Amerykański dziennik USA Today podsumował to ile zarobiły filmy poszczególnych aktorów. Wyszło na to, że najwięcej przychodów w 2005 generowały filmy, w których zagrał
Lee. Ten 83-letni aktor dołożył do swojej filmografii w minionym roku filmy
"Charlie i fabryka czekolady",
"Gnijąca panna młoda Tima Burtona" i
"Gwiezdne Wojny - Epizod 3: Zemsta Sithów". Te obrazy zarobiły w samych stanach w sumie 640 milionów dolarów. To o ponad 70 milionów więcej niż zarobił partnerujący mu w
"Gwiezdnych Wojnach" Ewan McGregor. Ten z kolei musiał pojawić się w aż pięciu filmach.

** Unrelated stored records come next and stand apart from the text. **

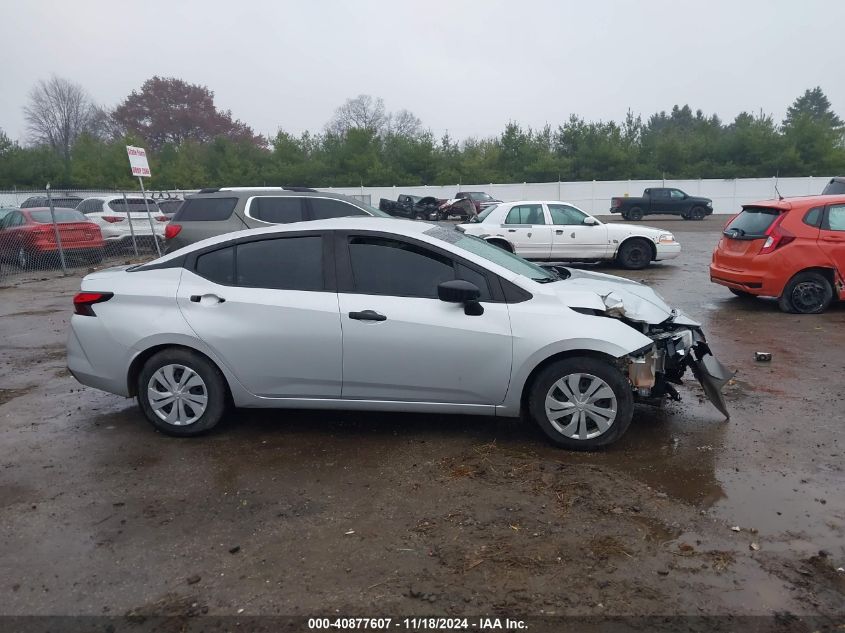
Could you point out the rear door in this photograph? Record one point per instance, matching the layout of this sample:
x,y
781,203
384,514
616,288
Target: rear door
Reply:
x,y
526,228
832,237
268,309
572,238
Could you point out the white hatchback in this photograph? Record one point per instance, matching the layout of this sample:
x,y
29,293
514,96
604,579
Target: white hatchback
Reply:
x,y
118,223
559,231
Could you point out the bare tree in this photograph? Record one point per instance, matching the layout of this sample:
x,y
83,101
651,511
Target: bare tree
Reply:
x,y
362,112
58,112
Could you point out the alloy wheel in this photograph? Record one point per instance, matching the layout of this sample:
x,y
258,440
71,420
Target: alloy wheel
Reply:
x,y
177,394
581,406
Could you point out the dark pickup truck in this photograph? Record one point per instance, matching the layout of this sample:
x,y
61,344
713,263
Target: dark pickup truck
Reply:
x,y
664,201
413,207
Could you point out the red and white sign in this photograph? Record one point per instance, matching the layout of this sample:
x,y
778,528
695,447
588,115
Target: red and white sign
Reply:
x,y
138,161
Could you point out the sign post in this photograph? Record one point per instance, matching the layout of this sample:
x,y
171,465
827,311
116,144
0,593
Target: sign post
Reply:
x,y
141,169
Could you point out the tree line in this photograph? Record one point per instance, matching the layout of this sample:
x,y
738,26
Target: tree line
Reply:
x,y
73,143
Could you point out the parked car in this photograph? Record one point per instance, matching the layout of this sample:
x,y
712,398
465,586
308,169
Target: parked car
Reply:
x,y
550,230
480,199
373,314
662,201
792,249
413,207
110,213
216,211
28,236
836,186
67,201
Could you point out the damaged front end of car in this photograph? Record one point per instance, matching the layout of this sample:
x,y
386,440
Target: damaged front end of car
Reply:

Pierwszą piątkę uzupełnia na trzecim miejscu, ze swoimi 555.9 milionami dolarów
Morgan Freeman. Ten czarnoskóry aktor musiał zagrać w aż trzech filmach, w tym użyczyć głosu w świetnie sprzedającym się za oceanem dokumentalnym
"Marszu Pingwinów".
Tuż za nim był
Samuel L. Jackson z 482.9 milionami za 5 filmów i piąty w zestawieniu Gary Oldman z 468.5 milionem dolarów za tylko dwa tytuły -
"Harry Potter i czara ognia", oraz
"Batman początek".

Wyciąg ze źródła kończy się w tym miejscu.